The former Openai researcher dissects one of the phantom spins for Chatgpt

Alan Brooks has not started to re -invent mathematics. But after weeks he spent chatting with Chatgpt, 47 -year -old Canadian became believed to have discovered a new form of mathematics strong enough to remove the Internet.

Broks – who had no history of mental or sporty disease – spent 21 days in May rising in Chatbot cleansing, and it was later down at New York Times. His case explained how artificial intelligence chat can venture into dangerous rabbits holes with users, which leads to illusion or worse.

This story drew the attention of Stephen Adler, a former Openai safety researcher who left the company in late 2024 after nearly four years of work to make its models less harmful. Adler called optimistic and worrying, and got the full text of its three-week collapse-a longer document than all the seven Harry Potter books combined.

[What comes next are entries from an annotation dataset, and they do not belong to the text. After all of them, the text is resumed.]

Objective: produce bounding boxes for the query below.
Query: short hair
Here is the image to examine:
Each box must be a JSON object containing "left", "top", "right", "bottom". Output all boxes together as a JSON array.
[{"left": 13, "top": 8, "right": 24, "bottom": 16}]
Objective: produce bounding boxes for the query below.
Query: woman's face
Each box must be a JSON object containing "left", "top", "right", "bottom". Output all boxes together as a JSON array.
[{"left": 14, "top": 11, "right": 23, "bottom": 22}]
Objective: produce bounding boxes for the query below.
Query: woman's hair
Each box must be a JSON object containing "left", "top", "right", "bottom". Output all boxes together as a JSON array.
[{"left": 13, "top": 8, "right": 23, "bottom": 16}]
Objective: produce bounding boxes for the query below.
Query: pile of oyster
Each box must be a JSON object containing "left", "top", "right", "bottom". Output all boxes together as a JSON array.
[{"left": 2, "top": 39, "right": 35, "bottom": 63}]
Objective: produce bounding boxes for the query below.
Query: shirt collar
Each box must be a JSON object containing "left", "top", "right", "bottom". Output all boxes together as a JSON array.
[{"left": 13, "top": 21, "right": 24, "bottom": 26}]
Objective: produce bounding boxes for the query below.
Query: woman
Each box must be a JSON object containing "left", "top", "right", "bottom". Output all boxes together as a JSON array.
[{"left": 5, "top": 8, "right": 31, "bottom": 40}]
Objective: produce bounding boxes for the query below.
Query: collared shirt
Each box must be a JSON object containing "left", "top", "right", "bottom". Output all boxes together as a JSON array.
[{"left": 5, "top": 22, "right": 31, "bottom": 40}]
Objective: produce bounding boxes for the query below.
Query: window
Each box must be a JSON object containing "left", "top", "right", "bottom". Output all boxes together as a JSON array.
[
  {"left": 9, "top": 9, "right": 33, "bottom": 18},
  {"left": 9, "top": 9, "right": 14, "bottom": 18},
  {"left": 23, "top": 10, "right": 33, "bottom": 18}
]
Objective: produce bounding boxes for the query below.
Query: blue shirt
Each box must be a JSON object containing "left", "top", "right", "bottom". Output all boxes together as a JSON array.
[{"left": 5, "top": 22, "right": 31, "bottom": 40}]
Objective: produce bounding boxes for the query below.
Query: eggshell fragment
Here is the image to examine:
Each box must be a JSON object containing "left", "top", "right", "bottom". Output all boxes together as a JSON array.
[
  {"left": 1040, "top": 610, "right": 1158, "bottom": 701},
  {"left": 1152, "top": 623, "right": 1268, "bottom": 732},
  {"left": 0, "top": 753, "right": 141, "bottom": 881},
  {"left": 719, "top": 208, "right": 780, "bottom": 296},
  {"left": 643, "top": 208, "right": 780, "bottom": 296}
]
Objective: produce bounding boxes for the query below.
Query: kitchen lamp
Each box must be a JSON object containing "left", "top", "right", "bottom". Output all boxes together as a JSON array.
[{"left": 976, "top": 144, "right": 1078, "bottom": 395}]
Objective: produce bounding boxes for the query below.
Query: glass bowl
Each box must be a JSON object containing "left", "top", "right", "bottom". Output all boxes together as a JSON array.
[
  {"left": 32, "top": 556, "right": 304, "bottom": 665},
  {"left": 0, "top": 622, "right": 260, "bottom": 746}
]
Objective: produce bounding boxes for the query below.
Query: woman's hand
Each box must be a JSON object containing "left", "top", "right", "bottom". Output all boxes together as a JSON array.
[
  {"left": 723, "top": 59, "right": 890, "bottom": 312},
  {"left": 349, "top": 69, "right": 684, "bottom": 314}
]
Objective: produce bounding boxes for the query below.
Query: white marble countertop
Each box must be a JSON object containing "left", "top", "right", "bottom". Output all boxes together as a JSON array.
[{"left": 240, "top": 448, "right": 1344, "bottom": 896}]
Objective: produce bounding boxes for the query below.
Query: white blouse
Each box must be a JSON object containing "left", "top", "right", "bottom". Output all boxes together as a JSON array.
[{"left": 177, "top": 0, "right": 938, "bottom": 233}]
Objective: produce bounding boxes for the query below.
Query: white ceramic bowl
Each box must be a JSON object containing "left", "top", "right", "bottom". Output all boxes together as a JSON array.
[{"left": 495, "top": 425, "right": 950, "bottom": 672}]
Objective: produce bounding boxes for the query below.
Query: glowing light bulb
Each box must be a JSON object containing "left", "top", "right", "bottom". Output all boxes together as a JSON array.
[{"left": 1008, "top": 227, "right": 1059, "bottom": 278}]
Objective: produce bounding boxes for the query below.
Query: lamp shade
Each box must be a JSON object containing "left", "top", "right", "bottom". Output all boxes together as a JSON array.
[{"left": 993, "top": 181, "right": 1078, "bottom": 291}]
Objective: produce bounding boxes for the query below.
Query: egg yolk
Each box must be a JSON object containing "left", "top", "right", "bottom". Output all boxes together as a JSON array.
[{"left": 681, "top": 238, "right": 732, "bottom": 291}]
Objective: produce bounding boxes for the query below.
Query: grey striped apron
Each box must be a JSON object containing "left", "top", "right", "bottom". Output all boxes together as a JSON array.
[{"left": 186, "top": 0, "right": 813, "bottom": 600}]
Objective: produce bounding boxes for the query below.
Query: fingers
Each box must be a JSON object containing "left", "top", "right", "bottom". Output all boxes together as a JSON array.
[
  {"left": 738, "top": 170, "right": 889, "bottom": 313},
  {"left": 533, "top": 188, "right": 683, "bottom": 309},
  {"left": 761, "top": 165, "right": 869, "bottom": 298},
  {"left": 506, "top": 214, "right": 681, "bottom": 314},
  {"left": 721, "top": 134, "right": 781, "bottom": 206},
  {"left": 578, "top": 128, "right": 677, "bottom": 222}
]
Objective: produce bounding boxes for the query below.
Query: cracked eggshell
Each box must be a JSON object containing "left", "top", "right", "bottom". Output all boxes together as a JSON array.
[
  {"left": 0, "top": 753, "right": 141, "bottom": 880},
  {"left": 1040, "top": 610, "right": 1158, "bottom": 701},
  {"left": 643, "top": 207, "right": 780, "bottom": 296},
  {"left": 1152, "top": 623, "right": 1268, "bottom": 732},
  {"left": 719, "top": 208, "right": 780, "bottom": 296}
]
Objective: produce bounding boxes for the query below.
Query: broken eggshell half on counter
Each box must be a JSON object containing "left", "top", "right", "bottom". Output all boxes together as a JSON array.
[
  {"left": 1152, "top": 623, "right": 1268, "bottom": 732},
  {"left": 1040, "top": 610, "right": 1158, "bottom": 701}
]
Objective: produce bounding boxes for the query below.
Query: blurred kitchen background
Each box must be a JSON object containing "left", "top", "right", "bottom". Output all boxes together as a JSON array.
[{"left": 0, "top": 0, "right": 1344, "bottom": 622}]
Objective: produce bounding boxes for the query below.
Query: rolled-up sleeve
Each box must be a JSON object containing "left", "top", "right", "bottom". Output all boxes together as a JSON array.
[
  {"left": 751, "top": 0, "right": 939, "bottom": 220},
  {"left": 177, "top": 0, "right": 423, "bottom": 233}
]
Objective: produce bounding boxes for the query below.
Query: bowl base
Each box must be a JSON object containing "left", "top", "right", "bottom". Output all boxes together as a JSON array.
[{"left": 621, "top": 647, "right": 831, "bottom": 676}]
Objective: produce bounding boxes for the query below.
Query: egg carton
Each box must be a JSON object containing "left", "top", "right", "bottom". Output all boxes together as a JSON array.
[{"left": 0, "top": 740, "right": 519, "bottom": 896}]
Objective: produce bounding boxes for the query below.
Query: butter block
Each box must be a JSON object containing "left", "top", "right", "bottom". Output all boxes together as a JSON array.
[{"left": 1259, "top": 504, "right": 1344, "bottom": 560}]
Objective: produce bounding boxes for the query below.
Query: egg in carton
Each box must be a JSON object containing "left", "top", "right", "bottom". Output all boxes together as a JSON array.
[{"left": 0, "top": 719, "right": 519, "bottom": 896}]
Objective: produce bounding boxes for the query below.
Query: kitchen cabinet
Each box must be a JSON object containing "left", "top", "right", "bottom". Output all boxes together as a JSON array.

On Thursday, Adler was published Independent analysis From the Brox accident, it raised questions about how Openai dealt with users in moments of crises and made some practical recommendations.

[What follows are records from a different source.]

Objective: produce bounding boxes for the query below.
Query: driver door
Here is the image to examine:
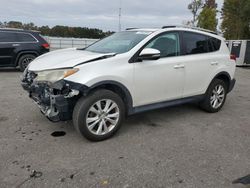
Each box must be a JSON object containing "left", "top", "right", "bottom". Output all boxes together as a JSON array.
[{"left": 134, "top": 32, "right": 185, "bottom": 106}]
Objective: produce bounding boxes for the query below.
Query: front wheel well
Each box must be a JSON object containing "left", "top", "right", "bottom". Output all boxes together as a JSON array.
[
  {"left": 88, "top": 83, "right": 132, "bottom": 114},
  {"left": 15, "top": 51, "right": 38, "bottom": 66},
  {"left": 213, "top": 73, "right": 231, "bottom": 91}
]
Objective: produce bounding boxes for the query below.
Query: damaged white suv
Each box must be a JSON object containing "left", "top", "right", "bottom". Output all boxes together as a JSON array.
[{"left": 22, "top": 26, "right": 236, "bottom": 141}]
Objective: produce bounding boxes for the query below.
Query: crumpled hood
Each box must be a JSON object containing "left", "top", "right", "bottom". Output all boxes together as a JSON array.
[{"left": 29, "top": 48, "right": 115, "bottom": 71}]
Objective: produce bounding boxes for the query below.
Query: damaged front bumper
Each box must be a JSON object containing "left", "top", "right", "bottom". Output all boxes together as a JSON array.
[{"left": 21, "top": 71, "right": 87, "bottom": 122}]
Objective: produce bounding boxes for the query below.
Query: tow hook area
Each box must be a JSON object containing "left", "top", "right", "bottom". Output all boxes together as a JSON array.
[
  {"left": 40, "top": 89, "right": 80, "bottom": 122},
  {"left": 22, "top": 77, "right": 83, "bottom": 122}
]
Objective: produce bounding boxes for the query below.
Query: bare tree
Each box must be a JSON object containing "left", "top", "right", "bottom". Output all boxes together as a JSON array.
[{"left": 188, "top": 0, "right": 203, "bottom": 26}]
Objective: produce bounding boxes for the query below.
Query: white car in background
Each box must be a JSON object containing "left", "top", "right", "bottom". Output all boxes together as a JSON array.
[{"left": 22, "top": 26, "right": 236, "bottom": 141}]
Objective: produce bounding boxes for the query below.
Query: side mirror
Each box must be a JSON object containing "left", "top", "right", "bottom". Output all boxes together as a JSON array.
[{"left": 139, "top": 48, "right": 161, "bottom": 61}]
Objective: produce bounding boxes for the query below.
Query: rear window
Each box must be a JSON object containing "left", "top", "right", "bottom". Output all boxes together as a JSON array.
[
  {"left": 17, "top": 33, "right": 36, "bottom": 42},
  {"left": 0, "top": 31, "right": 16, "bottom": 42}
]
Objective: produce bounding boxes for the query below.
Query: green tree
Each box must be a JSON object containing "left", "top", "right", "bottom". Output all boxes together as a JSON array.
[
  {"left": 188, "top": 0, "right": 203, "bottom": 26},
  {"left": 221, "top": 0, "right": 250, "bottom": 39},
  {"left": 198, "top": 0, "right": 218, "bottom": 31}
]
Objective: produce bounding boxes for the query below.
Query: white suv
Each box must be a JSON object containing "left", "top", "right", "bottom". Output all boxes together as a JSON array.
[{"left": 22, "top": 26, "right": 236, "bottom": 141}]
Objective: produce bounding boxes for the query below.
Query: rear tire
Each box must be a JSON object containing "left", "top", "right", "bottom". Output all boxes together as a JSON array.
[
  {"left": 18, "top": 54, "right": 36, "bottom": 72},
  {"left": 73, "top": 89, "right": 125, "bottom": 141},
  {"left": 200, "top": 79, "right": 227, "bottom": 113}
]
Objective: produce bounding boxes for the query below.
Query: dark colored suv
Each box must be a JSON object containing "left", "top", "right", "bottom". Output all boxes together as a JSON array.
[{"left": 0, "top": 28, "right": 50, "bottom": 71}]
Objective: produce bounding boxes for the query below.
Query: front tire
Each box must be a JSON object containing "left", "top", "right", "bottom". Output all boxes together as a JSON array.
[
  {"left": 73, "top": 89, "right": 125, "bottom": 141},
  {"left": 200, "top": 79, "right": 227, "bottom": 113},
  {"left": 18, "top": 54, "right": 36, "bottom": 72}
]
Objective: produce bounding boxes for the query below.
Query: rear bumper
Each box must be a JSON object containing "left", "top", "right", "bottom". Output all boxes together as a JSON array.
[{"left": 228, "top": 79, "right": 236, "bottom": 93}]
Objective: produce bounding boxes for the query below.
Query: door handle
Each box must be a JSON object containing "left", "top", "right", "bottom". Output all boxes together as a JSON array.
[
  {"left": 174, "top": 65, "right": 185, "bottom": 69},
  {"left": 211, "top": 61, "right": 219, "bottom": 65}
]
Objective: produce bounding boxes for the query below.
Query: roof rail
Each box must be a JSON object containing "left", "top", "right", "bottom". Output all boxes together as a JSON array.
[
  {"left": 0, "top": 27, "right": 41, "bottom": 33},
  {"left": 162, "top": 25, "right": 218, "bottom": 35},
  {"left": 0, "top": 27, "right": 23, "bottom": 31},
  {"left": 126, "top": 27, "right": 138, "bottom": 31}
]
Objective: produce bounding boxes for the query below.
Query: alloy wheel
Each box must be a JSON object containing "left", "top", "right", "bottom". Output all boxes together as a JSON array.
[{"left": 86, "top": 99, "right": 120, "bottom": 135}]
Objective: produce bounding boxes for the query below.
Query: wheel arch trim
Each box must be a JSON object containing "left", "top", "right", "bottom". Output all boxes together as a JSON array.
[
  {"left": 15, "top": 50, "right": 39, "bottom": 66},
  {"left": 87, "top": 80, "right": 133, "bottom": 114}
]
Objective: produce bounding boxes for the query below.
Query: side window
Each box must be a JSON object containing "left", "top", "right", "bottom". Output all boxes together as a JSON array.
[
  {"left": 0, "top": 31, "right": 16, "bottom": 42},
  {"left": 146, "top": 33, "right": 180, "bottom": 57},
  {"left": 208, "top": 37, "right": 221, "bottom": 52},
  {"left": 17, "top": 33, "right": 36, "bottom": 42},
  {"left": 183, "top": 32, "right": 209, "bottom": 55}
]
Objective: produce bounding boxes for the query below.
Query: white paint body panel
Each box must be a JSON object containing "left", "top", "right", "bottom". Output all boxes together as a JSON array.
[{"left": 29, "top": 28, "right": 235, "bottom": 107}]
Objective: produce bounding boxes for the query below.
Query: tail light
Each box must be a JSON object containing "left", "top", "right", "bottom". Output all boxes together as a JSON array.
[
  {"left": 42, "top": 43, "right": 50, "bottom": 50},
  {"left": 230, "top": 54, "right": 236, "bottom": 61}
]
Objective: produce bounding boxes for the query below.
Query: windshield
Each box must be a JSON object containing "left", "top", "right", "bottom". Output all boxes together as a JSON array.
[{"left": 85, "top": 31, "right": 151, "bottom": 54}]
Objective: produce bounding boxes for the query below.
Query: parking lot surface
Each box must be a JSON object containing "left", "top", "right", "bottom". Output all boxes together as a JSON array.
[{"left": 0, "top": 68, "right": 250, "bottom": 188}]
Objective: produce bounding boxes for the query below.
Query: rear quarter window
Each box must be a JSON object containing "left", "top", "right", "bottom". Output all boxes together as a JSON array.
[
  {"left": 0, "top": 31, "right": 17, "bottom": 42},
  {"left": 183, "top": 32, "right": 221, "bottom": 55},
  {"left": 209, "top": 37, "right": 221, "bottom": 52}
]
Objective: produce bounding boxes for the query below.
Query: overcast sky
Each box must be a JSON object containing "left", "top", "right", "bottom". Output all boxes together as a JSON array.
[{"left": 0, "top": 0, "right": 223, "bottom": 31}]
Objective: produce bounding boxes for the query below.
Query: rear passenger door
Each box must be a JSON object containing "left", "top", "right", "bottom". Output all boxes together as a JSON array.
[
  {"left": 182, "top": 32, "right": 221, "bottom": 97},
  {"left": 0, "top": 31, "right": 17, "bottom": 67},
  {"left": 134, "top": 32, "right": 185, "bottom": 106}
]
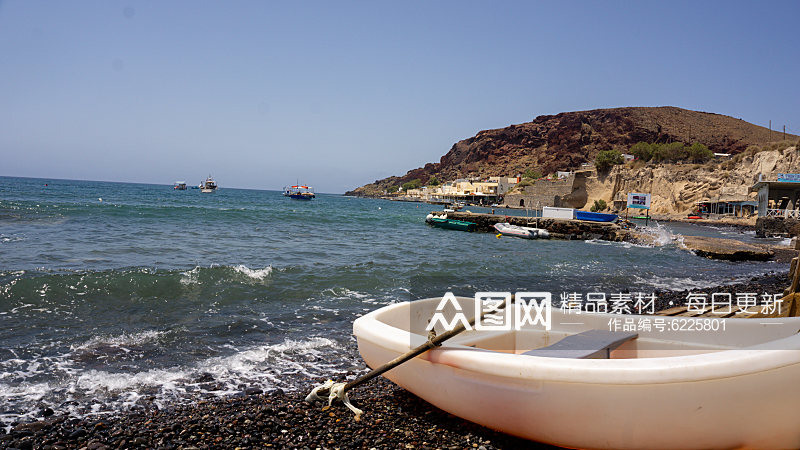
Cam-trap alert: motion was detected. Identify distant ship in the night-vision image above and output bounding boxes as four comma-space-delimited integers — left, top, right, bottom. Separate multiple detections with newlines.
199, 175, 217, 193
283, 184, 316, 200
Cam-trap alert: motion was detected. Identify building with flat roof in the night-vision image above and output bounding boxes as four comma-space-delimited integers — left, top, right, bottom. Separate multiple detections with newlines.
750, 174, 800, 219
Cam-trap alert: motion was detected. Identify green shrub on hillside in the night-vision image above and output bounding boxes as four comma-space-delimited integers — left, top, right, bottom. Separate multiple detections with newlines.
630, 142, 658, 162
515, 178, 534, 187
630, 142, 714, 163
522, 169, 542, 180
594, 150, 625, 172
686, 142, 714, 163
402, 178, 422, 191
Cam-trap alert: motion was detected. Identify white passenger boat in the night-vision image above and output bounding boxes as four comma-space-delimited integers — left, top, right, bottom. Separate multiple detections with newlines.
353, 297, 800, 449
494, 222, 550, 239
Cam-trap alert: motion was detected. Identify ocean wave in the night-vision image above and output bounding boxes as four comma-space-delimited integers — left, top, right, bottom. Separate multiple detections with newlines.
180, 264, 272, 286
233, 264, 272, 280
0, 234, 25, 244
71, 330, 168, 351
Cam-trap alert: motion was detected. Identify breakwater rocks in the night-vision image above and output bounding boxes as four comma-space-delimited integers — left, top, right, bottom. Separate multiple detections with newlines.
0, 378, 536, 450
432, 211, 628, 241
683, 236, 775, 261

“I am really worried about how Openai deals with support here,” Adler said in an interview with Techcrunch. “It is evidence of a long way.”

The Bruges story, and other likes, forced OpenAi to reconcile with how to support Chatgpt for fragile or mentally unstable users.

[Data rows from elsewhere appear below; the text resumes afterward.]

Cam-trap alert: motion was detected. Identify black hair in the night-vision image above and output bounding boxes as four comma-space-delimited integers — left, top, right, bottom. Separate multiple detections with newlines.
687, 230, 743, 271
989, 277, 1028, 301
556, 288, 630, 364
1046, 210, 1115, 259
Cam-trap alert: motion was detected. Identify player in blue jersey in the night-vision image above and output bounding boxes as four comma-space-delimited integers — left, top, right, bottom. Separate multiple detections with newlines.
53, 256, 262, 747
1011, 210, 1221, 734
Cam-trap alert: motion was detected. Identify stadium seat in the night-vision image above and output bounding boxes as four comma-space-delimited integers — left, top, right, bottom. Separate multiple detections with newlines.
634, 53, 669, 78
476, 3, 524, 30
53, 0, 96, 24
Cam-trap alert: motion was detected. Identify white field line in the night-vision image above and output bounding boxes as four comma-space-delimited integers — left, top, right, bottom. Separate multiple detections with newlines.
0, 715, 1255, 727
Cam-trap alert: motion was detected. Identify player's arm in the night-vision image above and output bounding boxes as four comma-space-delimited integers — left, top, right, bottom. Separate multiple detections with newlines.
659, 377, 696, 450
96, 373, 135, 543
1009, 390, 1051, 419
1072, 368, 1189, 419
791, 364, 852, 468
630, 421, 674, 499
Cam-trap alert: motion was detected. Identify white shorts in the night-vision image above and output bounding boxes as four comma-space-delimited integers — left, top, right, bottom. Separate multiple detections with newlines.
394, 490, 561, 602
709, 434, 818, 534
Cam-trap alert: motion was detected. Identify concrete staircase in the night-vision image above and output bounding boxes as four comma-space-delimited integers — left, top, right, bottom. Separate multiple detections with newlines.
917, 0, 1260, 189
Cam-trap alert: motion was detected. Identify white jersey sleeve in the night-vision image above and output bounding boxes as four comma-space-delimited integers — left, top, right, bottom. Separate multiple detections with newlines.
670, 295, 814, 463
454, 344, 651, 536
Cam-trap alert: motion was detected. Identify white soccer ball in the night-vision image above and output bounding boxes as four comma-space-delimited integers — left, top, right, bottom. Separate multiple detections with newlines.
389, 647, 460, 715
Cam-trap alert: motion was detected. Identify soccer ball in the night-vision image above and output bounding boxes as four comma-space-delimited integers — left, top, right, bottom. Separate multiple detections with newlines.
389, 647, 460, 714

For example, in August, Openai was Prosecute by parents From a 16 -year -old boy, he trusted his suicide ideas in Shatha, before he took his life. In many of these cases, ChatGPT-specifically encouraged an OpenAi-4O version of the dangerous beliefs enhanced by users that should have been retracted. This is called SycophanceIt is an increased problem in AI Chatbots.

In response, I made Openai Several changes How to process Chatgpt users in emotional distress and He reorganized a major research team Responsible for the behavior of the model. The company has also released a new virtual model in ChatGPT, GPT-5, This seems better in dealing with worshipers.

Adler says there is still a lot of work.

It was particularly concerned about the end of the Brox’s escalating conversation with ChatGPT. At this stage, Bruks reached his senses and realized that his sporting discovery was a farce, despite the insistence of GPT-4O. He told Chatgpt that he needs to report the accident to Openai.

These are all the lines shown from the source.